S. hofmanni 由来のCAST (ShCAST)によるE. coliゲノムへのDNA挿入
 In vitroでの予備実験を経て、CRISPR-CasエフェクターCas12kとトランスポザーセ遺伝子TnsB, TnsCおよびTniQで構成されるShCASTを帯びたプラスミドpHelperと、トランスポゾンの左右のエレメント (LEとRE)の間に挿入DNAをカーゴとして組み込んだプラスミドpDonorをE. coliに同時に導入した(Fig. 4-A参照)。
  • 標的48ヶ所のうち29ヶ所に挿入されたことをPCRによって同定した。そのうち10ヶ所についてddPCRによって挿入頻度を判定し、2ヶ所について挿入頻度が80%にも達することを見出した (Fig. 4-B参照) 。また、その一方について、0.5~10 kbの長さのカーゴ配列全てについて挿入頻度が40%を超えることも確認した (Supplementary Materials Fig. S9 - C参照)。

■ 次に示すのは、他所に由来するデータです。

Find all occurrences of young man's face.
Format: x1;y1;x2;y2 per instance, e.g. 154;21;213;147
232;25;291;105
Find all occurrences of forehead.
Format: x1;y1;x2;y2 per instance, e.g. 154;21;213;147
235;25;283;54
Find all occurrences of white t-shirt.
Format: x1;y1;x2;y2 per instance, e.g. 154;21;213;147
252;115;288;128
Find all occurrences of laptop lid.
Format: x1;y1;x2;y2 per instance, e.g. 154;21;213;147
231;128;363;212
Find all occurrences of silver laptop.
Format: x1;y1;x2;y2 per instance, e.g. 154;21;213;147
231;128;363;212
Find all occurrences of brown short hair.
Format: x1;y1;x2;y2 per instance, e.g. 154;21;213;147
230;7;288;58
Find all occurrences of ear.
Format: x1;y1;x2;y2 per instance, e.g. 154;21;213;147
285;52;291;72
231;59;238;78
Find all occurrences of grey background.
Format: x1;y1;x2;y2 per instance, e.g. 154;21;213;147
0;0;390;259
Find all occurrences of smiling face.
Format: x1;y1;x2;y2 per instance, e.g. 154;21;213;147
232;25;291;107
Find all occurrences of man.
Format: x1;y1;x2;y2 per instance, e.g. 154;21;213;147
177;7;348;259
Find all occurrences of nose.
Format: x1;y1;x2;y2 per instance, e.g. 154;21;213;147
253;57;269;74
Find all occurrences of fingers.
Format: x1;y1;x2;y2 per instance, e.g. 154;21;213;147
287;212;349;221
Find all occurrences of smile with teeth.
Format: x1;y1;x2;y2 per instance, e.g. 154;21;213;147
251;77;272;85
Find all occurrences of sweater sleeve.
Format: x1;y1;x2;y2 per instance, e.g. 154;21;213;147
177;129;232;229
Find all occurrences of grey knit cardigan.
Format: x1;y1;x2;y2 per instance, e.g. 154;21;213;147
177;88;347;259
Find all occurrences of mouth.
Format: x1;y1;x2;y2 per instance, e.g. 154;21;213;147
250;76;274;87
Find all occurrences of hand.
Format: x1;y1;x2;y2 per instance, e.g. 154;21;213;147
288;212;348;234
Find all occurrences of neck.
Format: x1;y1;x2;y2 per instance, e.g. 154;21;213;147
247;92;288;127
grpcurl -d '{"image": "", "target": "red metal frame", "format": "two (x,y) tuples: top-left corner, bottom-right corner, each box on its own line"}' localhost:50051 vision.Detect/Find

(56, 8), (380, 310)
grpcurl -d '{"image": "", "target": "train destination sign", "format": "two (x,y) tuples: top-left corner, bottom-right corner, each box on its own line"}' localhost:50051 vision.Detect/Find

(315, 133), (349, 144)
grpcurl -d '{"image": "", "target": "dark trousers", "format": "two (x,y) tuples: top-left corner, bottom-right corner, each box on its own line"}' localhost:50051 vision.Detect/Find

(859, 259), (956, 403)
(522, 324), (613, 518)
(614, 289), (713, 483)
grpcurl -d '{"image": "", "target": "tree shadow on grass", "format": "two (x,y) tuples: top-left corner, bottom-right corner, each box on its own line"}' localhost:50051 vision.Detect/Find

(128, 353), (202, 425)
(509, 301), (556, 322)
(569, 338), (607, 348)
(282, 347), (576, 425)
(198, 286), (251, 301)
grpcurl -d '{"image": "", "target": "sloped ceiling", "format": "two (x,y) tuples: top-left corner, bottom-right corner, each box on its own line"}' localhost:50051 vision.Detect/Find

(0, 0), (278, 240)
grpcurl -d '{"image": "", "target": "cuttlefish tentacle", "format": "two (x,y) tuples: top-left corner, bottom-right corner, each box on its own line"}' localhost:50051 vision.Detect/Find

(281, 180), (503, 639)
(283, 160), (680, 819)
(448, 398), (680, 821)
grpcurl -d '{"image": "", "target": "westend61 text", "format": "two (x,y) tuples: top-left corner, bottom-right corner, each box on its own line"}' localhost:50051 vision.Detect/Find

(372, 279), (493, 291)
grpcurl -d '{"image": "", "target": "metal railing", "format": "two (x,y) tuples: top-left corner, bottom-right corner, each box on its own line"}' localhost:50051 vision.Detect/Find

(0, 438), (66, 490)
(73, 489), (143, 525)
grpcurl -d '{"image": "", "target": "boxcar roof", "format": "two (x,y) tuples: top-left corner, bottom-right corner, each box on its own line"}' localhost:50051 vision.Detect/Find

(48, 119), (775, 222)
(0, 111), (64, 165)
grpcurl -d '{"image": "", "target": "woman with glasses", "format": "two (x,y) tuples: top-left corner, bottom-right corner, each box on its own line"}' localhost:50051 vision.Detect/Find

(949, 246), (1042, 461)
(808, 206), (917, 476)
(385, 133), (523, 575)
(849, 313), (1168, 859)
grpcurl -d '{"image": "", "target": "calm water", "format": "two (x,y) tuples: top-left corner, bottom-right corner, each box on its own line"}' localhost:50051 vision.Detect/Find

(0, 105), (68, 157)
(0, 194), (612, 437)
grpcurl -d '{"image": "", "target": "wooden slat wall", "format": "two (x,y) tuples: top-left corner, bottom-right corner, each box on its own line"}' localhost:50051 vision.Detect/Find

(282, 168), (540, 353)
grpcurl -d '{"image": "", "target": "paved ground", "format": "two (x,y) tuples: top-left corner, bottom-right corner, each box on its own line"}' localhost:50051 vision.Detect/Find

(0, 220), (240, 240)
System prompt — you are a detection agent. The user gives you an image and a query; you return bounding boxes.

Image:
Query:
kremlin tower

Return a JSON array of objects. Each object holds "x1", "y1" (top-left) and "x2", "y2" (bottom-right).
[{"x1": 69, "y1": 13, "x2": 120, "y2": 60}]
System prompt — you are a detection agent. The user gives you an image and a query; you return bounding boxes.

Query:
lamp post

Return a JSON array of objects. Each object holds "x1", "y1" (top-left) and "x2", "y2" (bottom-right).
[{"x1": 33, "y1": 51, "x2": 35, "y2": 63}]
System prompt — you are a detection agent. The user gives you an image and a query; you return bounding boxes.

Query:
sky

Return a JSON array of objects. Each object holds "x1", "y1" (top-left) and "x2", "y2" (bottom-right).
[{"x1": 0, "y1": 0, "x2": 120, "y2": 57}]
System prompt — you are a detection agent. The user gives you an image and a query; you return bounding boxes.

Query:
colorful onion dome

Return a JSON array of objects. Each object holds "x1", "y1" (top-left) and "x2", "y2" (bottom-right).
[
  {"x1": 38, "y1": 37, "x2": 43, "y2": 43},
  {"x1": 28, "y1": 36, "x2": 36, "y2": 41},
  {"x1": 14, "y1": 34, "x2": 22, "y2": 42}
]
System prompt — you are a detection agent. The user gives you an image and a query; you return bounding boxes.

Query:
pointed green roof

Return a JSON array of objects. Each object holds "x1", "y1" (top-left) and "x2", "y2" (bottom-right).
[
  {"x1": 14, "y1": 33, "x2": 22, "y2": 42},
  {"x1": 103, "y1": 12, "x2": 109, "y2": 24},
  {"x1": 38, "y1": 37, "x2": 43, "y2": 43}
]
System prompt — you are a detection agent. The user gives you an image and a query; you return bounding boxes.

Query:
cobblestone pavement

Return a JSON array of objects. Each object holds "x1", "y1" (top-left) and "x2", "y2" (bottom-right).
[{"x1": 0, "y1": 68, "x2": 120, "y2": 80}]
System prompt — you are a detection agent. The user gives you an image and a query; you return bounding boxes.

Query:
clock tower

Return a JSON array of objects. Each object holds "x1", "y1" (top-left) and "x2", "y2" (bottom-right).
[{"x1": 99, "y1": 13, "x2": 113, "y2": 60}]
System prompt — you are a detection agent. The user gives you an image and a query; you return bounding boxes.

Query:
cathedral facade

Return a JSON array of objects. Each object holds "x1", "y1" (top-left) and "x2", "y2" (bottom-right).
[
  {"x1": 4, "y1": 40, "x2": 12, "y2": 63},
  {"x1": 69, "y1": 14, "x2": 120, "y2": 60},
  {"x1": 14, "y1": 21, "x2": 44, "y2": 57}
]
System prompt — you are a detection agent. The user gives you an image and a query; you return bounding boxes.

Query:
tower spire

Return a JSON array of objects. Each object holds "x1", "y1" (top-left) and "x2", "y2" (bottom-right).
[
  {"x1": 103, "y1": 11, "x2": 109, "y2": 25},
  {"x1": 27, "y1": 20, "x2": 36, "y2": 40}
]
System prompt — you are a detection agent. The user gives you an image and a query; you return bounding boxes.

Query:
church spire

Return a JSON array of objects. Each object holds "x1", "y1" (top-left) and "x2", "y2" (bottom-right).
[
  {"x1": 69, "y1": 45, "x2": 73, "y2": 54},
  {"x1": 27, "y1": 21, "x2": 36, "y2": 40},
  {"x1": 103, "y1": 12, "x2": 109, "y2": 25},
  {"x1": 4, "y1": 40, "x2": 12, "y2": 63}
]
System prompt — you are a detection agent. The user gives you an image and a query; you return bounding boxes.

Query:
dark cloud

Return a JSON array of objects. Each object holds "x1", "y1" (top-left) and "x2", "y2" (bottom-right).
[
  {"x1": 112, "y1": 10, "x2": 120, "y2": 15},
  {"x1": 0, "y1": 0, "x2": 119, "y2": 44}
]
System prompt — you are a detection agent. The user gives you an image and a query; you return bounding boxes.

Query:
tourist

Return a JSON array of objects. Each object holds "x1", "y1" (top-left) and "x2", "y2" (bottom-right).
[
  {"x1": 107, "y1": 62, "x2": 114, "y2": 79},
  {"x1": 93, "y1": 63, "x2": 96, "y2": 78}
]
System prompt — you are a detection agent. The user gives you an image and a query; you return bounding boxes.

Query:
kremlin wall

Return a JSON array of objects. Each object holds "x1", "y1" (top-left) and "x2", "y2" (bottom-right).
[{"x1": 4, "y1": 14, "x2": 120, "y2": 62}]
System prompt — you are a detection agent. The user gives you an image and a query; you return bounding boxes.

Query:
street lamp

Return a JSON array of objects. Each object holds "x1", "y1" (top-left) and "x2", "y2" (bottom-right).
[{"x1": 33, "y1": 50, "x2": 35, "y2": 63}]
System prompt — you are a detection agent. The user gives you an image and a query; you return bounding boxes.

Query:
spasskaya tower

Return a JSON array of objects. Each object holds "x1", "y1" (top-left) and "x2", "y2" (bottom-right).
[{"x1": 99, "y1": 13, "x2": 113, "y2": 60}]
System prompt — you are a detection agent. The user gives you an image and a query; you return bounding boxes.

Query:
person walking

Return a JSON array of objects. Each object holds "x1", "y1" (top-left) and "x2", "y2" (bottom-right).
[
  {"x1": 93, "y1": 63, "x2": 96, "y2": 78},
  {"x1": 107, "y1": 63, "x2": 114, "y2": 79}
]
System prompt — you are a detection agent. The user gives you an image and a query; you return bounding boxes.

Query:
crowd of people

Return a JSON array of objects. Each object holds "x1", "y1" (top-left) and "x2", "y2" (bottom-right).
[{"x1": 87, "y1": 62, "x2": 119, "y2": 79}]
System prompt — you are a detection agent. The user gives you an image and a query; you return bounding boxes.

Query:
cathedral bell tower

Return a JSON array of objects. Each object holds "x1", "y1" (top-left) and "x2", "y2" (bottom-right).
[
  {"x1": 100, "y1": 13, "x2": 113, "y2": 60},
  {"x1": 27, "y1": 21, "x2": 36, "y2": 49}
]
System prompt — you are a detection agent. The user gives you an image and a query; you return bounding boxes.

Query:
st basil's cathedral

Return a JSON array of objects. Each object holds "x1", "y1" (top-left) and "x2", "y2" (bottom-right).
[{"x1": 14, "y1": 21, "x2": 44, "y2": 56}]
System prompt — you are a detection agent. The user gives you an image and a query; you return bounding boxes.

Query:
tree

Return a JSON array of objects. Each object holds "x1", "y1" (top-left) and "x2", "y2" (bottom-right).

  • 研究チームは、実験結果に基づいて、ScCASTがPAM配列 (GTN-CAN)の下流60-66 bp下流の標的サイトにカーゴ配列を挿入する (Fig. 5参照)機序のモデルを提案した。
  • ShCASTはDSBに伴うindel変異を伴わないが、トランスポゾンのLE (左端)とRE (右端)の配列も挿入されることから、スカーレスではない。
  • ShCASTのオフターゲット挿入はオンターゲットへの挿入の1%未満の頻度であった。オフターゲット挿入サイトはサンプル間で共通でありsgRNA依存性を示さず、Cas12kに由来する現象ではないと考えられ、また、高発現遺伝子座で頻度が高くなる傾向を示した。
  • (注) 研究チームはShCASTと共に、Anabaena cylindrica CAST (AcCAST)についても評価し、AcCASTがPAMの下流49-56 bpにカーゴを挿入することを見出した。
特許出願
 Feng Zhanと筆頭著者のJonathan Streckerを発明者として、Broad Instituteは特許を出願した (#62/780,658)。2020-06-18特許公開: 
 "CRISPR-associated tranposase systems and methods of use thereofUS20200190487 A1.